Thursday, October 26, 2006

Like a Family

There's one department in my area that consistently gives me fits (and gets them right back). The instincts of its leadership clique strike me as consistently and mysteriously wrong. It's as if they're right-handed kids stuck using left-handed scissors – despite their best efforts, everything just gets mangled.

From what I hear in the grapevine, the reverse is also true. They have absolutely no idea how to read me, and it's making them crazy. I violate as many of their unspoken assumptions as they do mine. Of course, they all got tenure during the Nixon era, so there's a limit to how many issues I can force.

A chance comment by one of its leadership clique this week helped me start to bring it into focus. She mentioned, proudly, that the group is like a family.

Eureka!

She's right, and that's wrong.

Although I spent years in feminist theory seminars learning that the public/private distinction works to the detriment of women and other excluded groups, I've found in practice that a good public/private distinction actually works to preserve sanity. Mixing the two is when things go haywire.
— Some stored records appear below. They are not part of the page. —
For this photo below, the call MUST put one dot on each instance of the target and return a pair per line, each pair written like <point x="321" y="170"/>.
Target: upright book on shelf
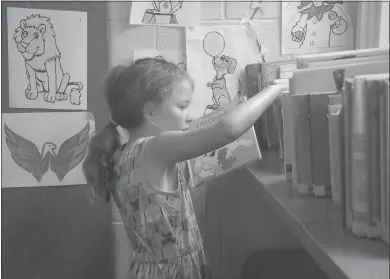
<point x="303" y="182"/>
<point x="216" y="163"/>
<point x="259" y="76"/>
<point x="336" y="147"/>
<point x="287" y="134"/>
<point x="319" y="135"/>
<point x="319" y="132"/>
<point x="365" y="157"/>
<point x="385" y="155"/>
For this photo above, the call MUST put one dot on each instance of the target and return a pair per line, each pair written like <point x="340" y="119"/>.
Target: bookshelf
<point x="317" y="224"/>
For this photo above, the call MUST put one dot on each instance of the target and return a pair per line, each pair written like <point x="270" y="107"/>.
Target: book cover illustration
<point x="232" y="156"/>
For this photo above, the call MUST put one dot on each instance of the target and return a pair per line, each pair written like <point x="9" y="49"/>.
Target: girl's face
<point x="172" y="114"/>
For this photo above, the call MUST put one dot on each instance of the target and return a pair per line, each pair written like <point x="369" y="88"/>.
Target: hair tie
<point x="112" y="122"/>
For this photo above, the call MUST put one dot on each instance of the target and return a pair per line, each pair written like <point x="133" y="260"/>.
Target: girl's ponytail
<point x="98" y="166"/>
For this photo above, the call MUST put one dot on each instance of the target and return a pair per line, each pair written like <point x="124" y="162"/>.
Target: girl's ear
<point x="182" y="66"/>
<point x="148" y="110"/>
Family relationships are permanent, developmental, complicated, binding, and particular. Families have internal traditions that are both arbitrary and enforced, and that's fine; some take an annual group vacation, some have annual drunken brawls over long-simmering resentments, and, most embarrassingly, some willingly eat lutefisk. It's part of what defines a family. Families have their quirks and rhythms based on a generational life-cycle.
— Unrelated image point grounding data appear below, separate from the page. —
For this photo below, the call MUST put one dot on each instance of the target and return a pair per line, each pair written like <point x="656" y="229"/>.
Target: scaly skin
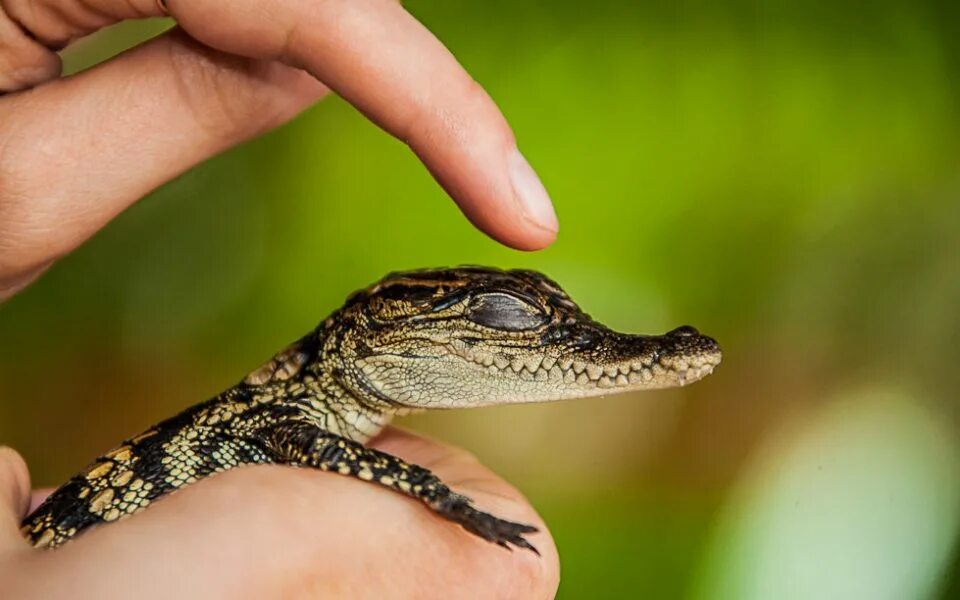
<point x="445" y="338"/>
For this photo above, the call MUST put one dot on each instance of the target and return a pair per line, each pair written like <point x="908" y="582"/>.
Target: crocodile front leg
<point x="304" y="444"/>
Work relationships are temporary (tenure aside), ephemeral, role-based, and restricted to grownups. Although you wouldn't know it from the way some people talk, none of the professors here was raised in the office from infancy. In a work setting, arguing from data should trump arguing from loyalty. In a family setting, not so much. In a work setting, judging performance is not only permissible but mandatory. In a family setting, it's hard even to define what 'performance' is.
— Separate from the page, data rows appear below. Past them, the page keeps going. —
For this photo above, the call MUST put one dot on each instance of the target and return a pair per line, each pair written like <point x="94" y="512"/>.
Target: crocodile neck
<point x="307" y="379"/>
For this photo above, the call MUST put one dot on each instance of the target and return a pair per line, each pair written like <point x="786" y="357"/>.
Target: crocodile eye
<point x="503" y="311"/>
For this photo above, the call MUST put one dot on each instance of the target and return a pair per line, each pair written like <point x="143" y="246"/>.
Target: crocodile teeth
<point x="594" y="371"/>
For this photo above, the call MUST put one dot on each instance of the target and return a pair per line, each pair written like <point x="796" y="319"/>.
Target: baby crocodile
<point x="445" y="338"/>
For whatever reason, I've got a cluster that honestly thinks of itself as a family. So when “outsiders” show up, requesting “change” for the sake of “improvement,” they see it as interloping. Would you add a new grown sibling to your family for the sake of affirmative action? Of course not. When the colorful misanthropic uncle blows off work, the family rallies around him to hide his shortcomings and deny any damage. When an “outsider” starts asking about it, the outsider is the problem.

That's fundamentally sick.

I don't know about their home lives, and I honestly don't want to. I don't want to be the son-in-law or oddball family friend. I need them to step up and work like the work matters, and to deal with professional relationships professionally. It's one thing to juggle 'dean' and 'dad,' but quite another to confuse them.

This is a very difficult set of assumptions to change, since most of them regard the 'family' ideal as both desirable and a reflection of years of hard work. Disenchantment of the world is a hard sell. It's no fun to tell a close-knit group that their beloved father figure hasn't lifted a finger since 1982, or that the compromises they've worked out on several procedural matters stink to high heaven and stand to get us slammed at the next reaccreditation visit. Their first reaction is to unite against the common enemy, since that's much easier than confronting reality.

Add the fact that I'm dramatically younger than most of them, and their visceral discomfort starts to make sense. There's no room in their family narrative for the youngster to outrank them. The only way that should happen should be when they're on the decline. The way to prove they're not on the decline is to beat the crap out of the youngster who doesn't know his place.

But I do. My place is in the dean's office. Their place is at work. A department is not, and should not pretend to be, a family. Leave the dysfunctions at home, where they belong. We have work to do.